Electronic Journal of Differential Equations,
Vol. 2012 (2012), No. 35, pp. 1-18.

Title: Existence of solutions for the p-Laplacian involving a Radon measure

Authors: Nedra Belhaj Rhouma (Univ. Tunis El Manar, Tunisia)
         Wahid Sayeb (Univ.

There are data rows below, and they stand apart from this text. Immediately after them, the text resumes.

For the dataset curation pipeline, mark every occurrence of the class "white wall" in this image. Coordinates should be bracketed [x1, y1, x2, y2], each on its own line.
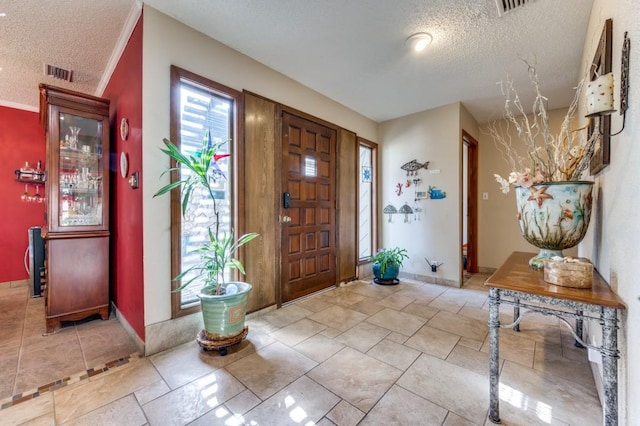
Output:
[379, 103, 462, 284]
[141, 5, 377, 330]
[579, 0, 640, 425]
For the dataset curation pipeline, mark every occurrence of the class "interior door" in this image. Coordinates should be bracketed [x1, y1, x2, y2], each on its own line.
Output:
[280, 112, 336, 303]
[462, 131, 478, 274]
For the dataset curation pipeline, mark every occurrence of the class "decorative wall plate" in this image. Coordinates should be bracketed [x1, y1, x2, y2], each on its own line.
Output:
[120, 118, 129, 141]
[120, 152, 129, 178]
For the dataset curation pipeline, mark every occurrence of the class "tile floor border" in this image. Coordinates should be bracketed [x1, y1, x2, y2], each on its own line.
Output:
[0, 353, 141, 411]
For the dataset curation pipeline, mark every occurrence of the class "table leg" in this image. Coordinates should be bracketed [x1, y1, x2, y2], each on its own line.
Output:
[513, 297, 520, 331]
[600, 308, 619, 426]
[489, 287, 500, 423]
[573, 310, 584, 348]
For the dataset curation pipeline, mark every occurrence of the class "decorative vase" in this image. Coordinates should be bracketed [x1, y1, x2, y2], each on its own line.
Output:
[198, 281, 252, 341]
[516, 181, 593, 269]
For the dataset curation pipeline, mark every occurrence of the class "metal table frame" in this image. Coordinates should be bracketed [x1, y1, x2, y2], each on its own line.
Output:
[485, 252, 624, 426]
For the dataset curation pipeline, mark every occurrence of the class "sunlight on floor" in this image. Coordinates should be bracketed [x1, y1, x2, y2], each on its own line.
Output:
[499, 383, 552, 424]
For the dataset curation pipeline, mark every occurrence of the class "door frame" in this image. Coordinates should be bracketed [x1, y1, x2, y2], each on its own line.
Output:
[460, 130, 478, 274]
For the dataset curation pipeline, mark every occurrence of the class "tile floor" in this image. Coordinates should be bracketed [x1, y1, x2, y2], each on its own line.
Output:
[0, 275, 602, 426]
[0, 282, 138, 402]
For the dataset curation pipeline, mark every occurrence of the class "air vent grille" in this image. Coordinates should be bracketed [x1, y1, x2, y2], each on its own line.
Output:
[496, 0, 534, 16]
[44, 64, 73, 82]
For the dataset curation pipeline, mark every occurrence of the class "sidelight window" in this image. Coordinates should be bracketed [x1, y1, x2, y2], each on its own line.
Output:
[171, 67, 241, 317]
[358, 138, 378, 262]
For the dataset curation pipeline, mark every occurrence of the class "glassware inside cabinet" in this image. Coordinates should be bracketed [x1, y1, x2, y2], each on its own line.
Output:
[58, 113, 104, 226]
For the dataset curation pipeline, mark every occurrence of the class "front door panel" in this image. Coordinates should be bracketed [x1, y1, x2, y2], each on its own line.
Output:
[280, 112, 336, 302]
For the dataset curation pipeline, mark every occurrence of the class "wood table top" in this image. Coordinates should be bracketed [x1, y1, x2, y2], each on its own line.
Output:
[484, 251, 626, 309]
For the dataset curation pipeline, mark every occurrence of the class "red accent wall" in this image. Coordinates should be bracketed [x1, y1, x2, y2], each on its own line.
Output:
[0, 106, 45, 283]
[102, 16, 145, 340]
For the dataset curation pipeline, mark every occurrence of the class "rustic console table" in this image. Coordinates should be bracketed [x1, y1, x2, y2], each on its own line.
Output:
[485, 252, 625, 426]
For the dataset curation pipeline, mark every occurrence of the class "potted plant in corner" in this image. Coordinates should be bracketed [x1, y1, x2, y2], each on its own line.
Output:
[154, 132, 258, 355]
[371, 247, 409, 285]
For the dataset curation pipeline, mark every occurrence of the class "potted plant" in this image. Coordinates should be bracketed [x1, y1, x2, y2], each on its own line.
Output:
[154, 132, 258, 354]
[371, 247, 409, 284]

Tunis El Manar, Tunisia)
	 
Abstract:
 In this article we study the existence of solutions to eigenvalue problem
 $$\displaylines{
 -\hbox{div} (|\nabla u|^{p-2}\nabla u)-\lambda |u|^{p-2}u\mu=f \quad
 \hbox{in }\Omega,\cr
 u=0\quad\hbox{on }\partial\Omega
 }$$
 where $\Omega$ is a bounded domain in $\mathbb{R}^N$ and $\mu$ is a
 nonnegative Radon measure.

Submitted June 11, 2011. Published February 29, 2012.
Math Subject Classifications: 34B15, 34B18, 35A01, 35A02.
Key Words: Dirichlet problem; p-Laplacian; genus function;  eigenfunction;
           nonlinear eigenvalue problem; Palais-Smale condition;
           mountain-pass theorem; critical point.